Recently read this tale of freelancer woe on the Web site of freelance writer Robert Felton under the title “Editorial Ethics and Respecting Respect,” about how he got ripped off by an editor. His story:
“After returning from a trip, I was talking on the phone with the editor of a magazine for which I occasionally write. We chatted about a number of ideas for his magazine, including one we both thought was interesting. I followed up with an email, to which he replied that the magazine was seriously considering the story idea we had discussed. He then asked me for more information.
I did my research and put out a HARO on the idea. I forwarded the relevant emails to him and reiterated my interest in doing the story. I heard nothing for a while. Then, yesterday, I opened the most recent issue of the magazine to find the exact same story idea written by the editor and based on the sources I had provided.
I emailed him and heard back this morning.

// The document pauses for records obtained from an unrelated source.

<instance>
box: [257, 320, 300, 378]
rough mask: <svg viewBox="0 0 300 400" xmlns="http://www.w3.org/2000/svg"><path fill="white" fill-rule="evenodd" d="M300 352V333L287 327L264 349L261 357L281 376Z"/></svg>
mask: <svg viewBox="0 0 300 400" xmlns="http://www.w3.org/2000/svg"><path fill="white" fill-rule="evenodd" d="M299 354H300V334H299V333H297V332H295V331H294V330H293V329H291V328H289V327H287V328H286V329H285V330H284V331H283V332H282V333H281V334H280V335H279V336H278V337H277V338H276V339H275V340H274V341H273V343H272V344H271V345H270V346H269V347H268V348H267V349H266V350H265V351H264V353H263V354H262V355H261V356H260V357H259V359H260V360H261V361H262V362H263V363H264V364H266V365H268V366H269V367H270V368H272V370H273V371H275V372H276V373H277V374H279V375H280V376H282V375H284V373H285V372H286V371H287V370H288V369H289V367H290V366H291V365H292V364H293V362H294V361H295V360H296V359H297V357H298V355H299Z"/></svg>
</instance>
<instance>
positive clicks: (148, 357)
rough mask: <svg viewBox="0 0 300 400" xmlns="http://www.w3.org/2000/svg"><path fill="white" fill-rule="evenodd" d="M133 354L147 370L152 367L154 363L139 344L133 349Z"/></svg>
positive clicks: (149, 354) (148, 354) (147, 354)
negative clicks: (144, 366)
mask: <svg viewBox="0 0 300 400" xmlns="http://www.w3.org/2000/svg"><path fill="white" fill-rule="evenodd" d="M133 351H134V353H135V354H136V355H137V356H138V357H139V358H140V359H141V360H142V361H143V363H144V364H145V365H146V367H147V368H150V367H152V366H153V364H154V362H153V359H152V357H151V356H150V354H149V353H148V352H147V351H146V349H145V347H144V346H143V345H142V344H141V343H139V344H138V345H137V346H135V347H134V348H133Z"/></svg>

His explanation was that another story fell through and he wrote the story quickly. He apologized and told me that since his magazine is a small niche market, I shouldn’t have any trouble reselling the idea.
What do you suggest I do?”
Here’s my response:
You made a mistake here, Robert…why on earth would you forward all your source contacts to your editor? I’ve never done that in my life, ahead of turning in a story. Are you a very new writer, and felt maybe you had to prove you knew how to find sources or something? A little mystified there.
That sort of handed them the ability to do the story easily themselves. Keep your source contact info to yourself! And it won’t happen again. When I query, I might mention that I know a top expert in this field who’s a university researcher, or whatever…but I tend to not say their names. Or if I do, I certainly don’t provide their emails and phone numbers!
Here’s more bad news: This client is unethical. They should have at least TOLD you this was happening, even though you were kinda dumb to hand them your sources. You shouldn’t ever open a magazine to discover they’ve ripped off your idea. If I were you, I’d move on and never work with them again. If as he said it’s a resellable idea I’d get busy reselling — and use those resales to establish new editor relationships elsewhere.
Yet more bad news: Story ideas are not copyrightable or protected in any way. Same with story headlines. So there’s no recourse when this kind of thing happens. You can only learn not to deal with that person again and move on.